A dead end for the Soha association (Save Our Houses Axarquia)


A dead end for the Soha association (Save Our Houses Axarquia) image facebook

A dead end for the Soha association (Save Our Houses Axarquia) after decades of struggle for the legality of houses on rustic land.

After twenty years of struggling to get their homes legalized, and six of them moving between offices and political parties to have their licenses recognized with the authenticity that gave them their respective municipalities when they got them purchased, the Soha Association (Save Our Houses Axarquia) left a bittersweet taste.

The new Law of Impulse and Sustainability of the Country of Andalusia (List) which will come into force in twenty days, does not resolve the situation of single-family detached houses, and they end up with the same classification that they have already obtained with the modification of the Loua (Urban Law) which it replaced in 2016. That is to say under the figure of Assimilé Hors Développement, which leaves an impasse for Axarquia.

In fact, the List does not convince either the owners of homes in the imperfect or the environmentalists of Axarquia.
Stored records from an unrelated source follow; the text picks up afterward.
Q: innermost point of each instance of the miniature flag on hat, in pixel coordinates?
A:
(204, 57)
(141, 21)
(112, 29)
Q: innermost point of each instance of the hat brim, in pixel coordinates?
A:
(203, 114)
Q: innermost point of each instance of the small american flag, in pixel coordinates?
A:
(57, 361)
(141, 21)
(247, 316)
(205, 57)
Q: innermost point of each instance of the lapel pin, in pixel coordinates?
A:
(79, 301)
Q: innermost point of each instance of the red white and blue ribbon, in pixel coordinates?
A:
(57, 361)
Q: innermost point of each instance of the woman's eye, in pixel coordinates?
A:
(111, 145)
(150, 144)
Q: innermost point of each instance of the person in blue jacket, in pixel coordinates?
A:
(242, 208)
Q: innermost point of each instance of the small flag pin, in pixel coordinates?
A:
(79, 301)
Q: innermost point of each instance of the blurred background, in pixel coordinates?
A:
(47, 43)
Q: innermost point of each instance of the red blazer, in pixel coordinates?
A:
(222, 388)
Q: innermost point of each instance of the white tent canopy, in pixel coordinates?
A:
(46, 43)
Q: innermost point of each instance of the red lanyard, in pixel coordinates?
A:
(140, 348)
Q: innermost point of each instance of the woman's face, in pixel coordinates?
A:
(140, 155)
The first because they consider that this will generate a comparative disadvantage between the new ones to be built for which there is more permissiveness, and those already carried out who will continue to be considered as “illegally tolerated”.

The latter believe that all the limits to construction in rural areas have been removed, without taking into account its primitive agricultural uses and under the pretext of promoting its development in order to stop depopulation.
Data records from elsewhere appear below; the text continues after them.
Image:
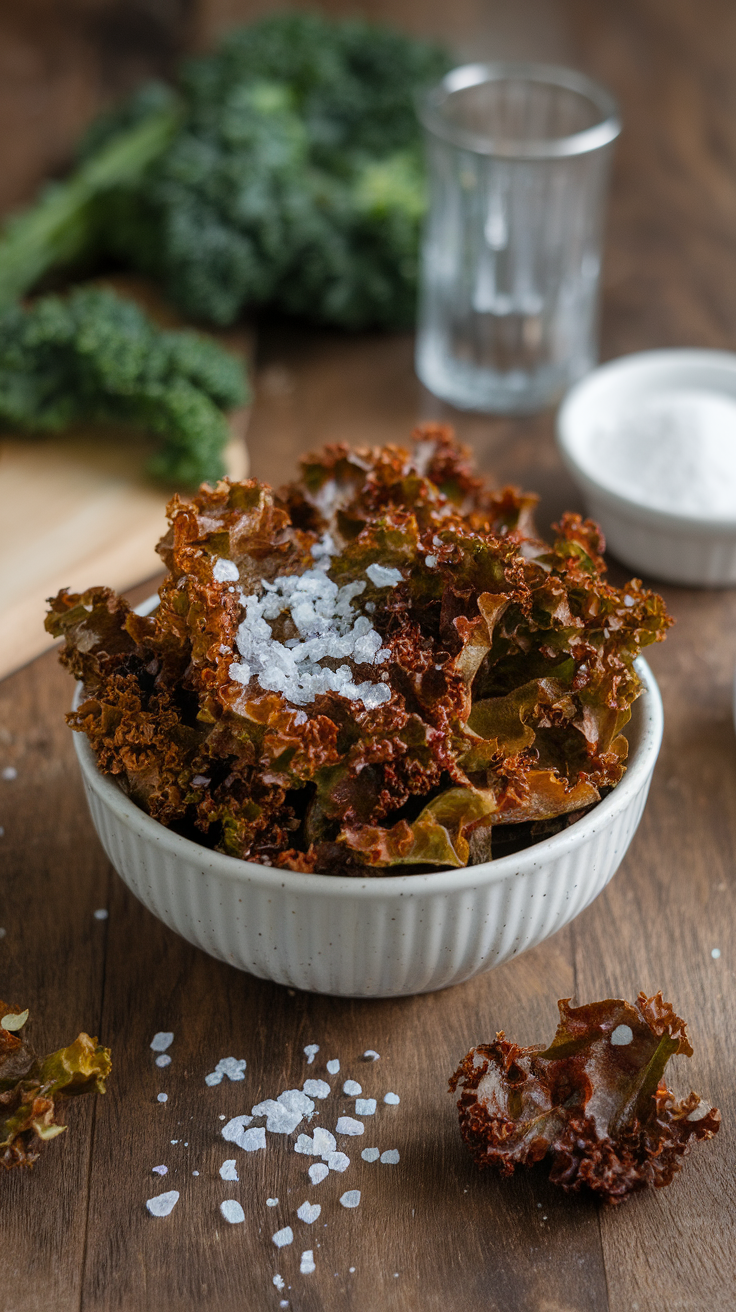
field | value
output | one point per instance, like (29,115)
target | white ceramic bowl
(676,547)
(375,937)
The new rule that replaces the Andalusian spatial planning law (Loua) was published on Friday 3 December in the Official Journal of the Junta de Andalucía (Boja), pending the incorporation of the regulations. This is where Soha hopes to be able to make movement and be heard and to get out of this impasse in which Axarquia finds himself.
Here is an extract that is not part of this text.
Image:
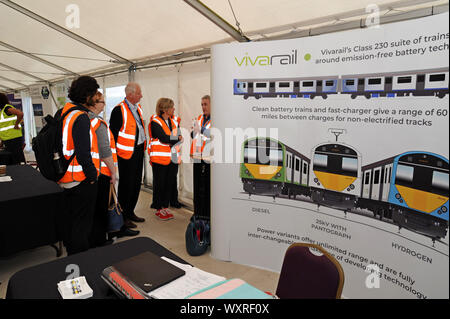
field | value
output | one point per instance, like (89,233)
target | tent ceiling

With the List, the Andalusian government (PP-Cs), has sought to rationalize the town planning procedures of the municipalities and to simplify the classifications of soils that become urban or rustic. The regulation of these was one of the points most contested by the Socialists to support the new law in Parliament. They asked if he should have an agricultural connection to avoid speculative or touristic purposes. Finally, it only included the ban on building on “specially protected” soils, leaving a dead end for Axarquia.